Less than a month till move in day, and the start of the new school year, the University of Guelph announced to its community that whether you’re a student, faculty member or staff – both here in Guelph and at the Ridgetown campus – then you’re going to have be vaccinated if you’re coming to campus in September. The U of G joins several other universities in initiating a vaccine mandate, much of it at the instance of its own people.
“Today, I am writing to you to announce that the University will be mandating vaccinations for the University of Guelph community including faculty, staff and students at our Guelph and Ridgetown Campuses and indoors at all U of G-managed field stations,” U of G President and Vice-Chancellor Charlotte Yates wrote in a statement released this morning.
“This decision was made by the University’s Executive Team with strong support from Wellington-Dufferin-Guelph Public Health and Chatham-Kent Public Health as a measure to protect the University from outbreaks, to protect individuals from severe disease, hospitalization and death, and to continue to promote a healthy environment in which we learn, work and live,” Yates added.
The announcement from Yates comes one day after a petition was posted to Change.org demanding that the U of G put in place a mandatory vaccine requirement in order protect the university community, especially people young children under 12 who cannot yet be vaccinated. It was previously announced by Yates that anyone wanting to stay on campus in residence would have to be vaccinated, but this announcement goes further.
At a virtual town hall on Thursday, Yates explained that the late call for a vaccine mandate at the U of G has a lot to do with the Government of Ontario. The U of G president said that she and other leaders from across Ontario’s post-secondary system have been asking for provincial leadership and direction on vaccine mandates and COVID monitoring efforts, but have so far been unsuccessful.
“As we’ve been monitoring, it’s now clear that we have to take action into our own hands,” Yates said. “We’re using this measure to urge, encourage, and really ask young people in particular – but also our staff and faculty who are not yet vaccinated – to get the vaccine. It is our greatest protection against the virus, including the variants.”
Yates added that the spread of the especially contagious Delta variant requires as many people as possible on campus to get vaccinated. She also noted that there is some lag in the in the rate of university-aged people getting their shots, which is borne out by the numbers from Wellington-Dufferin-Guelph who note on their vaccine dashboard that young adults aged of 20 and 24 are fully vaccinated at a rate of 59.3 per cent.

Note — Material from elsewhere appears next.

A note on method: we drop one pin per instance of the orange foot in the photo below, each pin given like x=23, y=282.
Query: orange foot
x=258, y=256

On Thursday, the region officially crossed the 75 per cent threshold for fully-vaccinated people among the eligible population.

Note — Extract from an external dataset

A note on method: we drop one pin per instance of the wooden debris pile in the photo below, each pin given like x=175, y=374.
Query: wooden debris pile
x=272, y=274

How the vaccine mandate will be enforced is another question, but Yates said that that it will be a matter of education, not enforcement. “Like many regulations, we’re not going to be, except in egregious cases, actively enforcing; we are not going to become a carding campus,” Yates explained. “I am not asking TAs, graduate students, researchers, or faculty to enforce [the mandate], unless we can get an easy mechanism such as a vaccine passport.”
“For the moment, we are investigating all possible options, and we will be diving into the details in the days to come,” Yates added.
The U of G is also working on the details for campus visitors, who are not covered by the mandate, but are a regular part of campus life from friends and family to volunteers and outside vendors.
“We do know that we will be using the screening tool for visitors to indicate whether they’re vaccinated or not vaccinated, and we are expected all visitors on campus to complete those screening tools,” said vice-president of finance and operations Sharmilla Rasheed. “More details on whether this will be mandatory for visitors, especially coming indoors at our facilities, will be coming out later.”
The U of G will also continue to observe all COVID safety precautions including masking indoors and physical distancing. International students will have to observe any quarantine measures, and any student that arrives on campus needing a vaccine shot will be able to arrange one through Student Health Services.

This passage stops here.